This problem of non-technical product folks over-promising features is going to get much worse in the age of LLMs. The models are incredibly adept at providing a proof-of-concept. But it's often a monumental endeavour to cross the gap between 70% and 90% accurcacy; 90%-95% even more. This long-tail pain isn't new, but the ability for non-technical folks to poke a model on a chat site and then assume their idea is ready to be deployed to production is a more recent phenomenon.
> The models are incredibly adept at providing a proof-of-concept. But it's often a monumental endeavour to cross the gap
That's not just with LLMs. This has been an Achille's heel of demos for decades.
It's usually quite easy to make a demo of something sexy, but making it ship, is a very, very different thing.
This is made exponentially worse, by managers thinking that the demo means "we're almost ready," and even by the engineers, themselves, who are often not experienced enough to understand that demo != ship. Also, it has been my experience, that researchers that come up with amazing ideas, have absolutely no appreciation for what it takes to turn their ideas into ship product. Since Apple is all about ship product, they have to bridge that gulf. They are trying to commoditize something that is mostly buzz and raw research, right now.
I'm really pretty jaded about ML and LLMs in general, right now. I feel as if a whole bunch of really sexy demos were released, creating a huge level of buzz, but that the shipping product is still a ways off.

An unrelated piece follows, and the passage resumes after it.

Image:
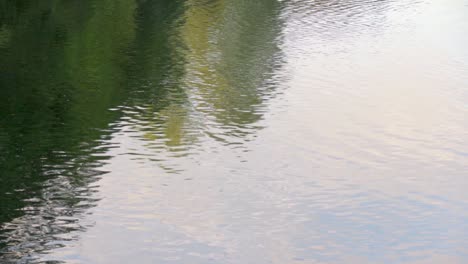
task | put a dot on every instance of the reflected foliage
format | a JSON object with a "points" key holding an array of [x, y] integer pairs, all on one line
{"points": [[75, 73]]}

I don’t disagree. I do think there will be a tendency to say, “We can do X using AI.” When X can happen, but it isn’t guaranteed to happen by the system.
Here, it doesn’t sound like the features promised were truly demo-able, and when they were they were “not working properly up to a third of the time”.
Having a random CRUD MVP that is 2/3rds done is different than having a SOTA LLM implementation only being 2/3rds reliable. It is a vastly different problem to get from there to the finish line.
But I think marketing types would be equally likely to make promises in both scenarios.
I’m getting this sense too, as my own employer is starting to add AI features. The pitches for what is possible are not grounded in what engineers know the system can do, they’re just assumptions about “if we give the LLM these inputs, we’d expect to see these outputs that are accurate enough for meaningful productivity gains.”
I’m not an AI skeptic, but it’ll be interesting to see how we manage the uncertainty in these projects.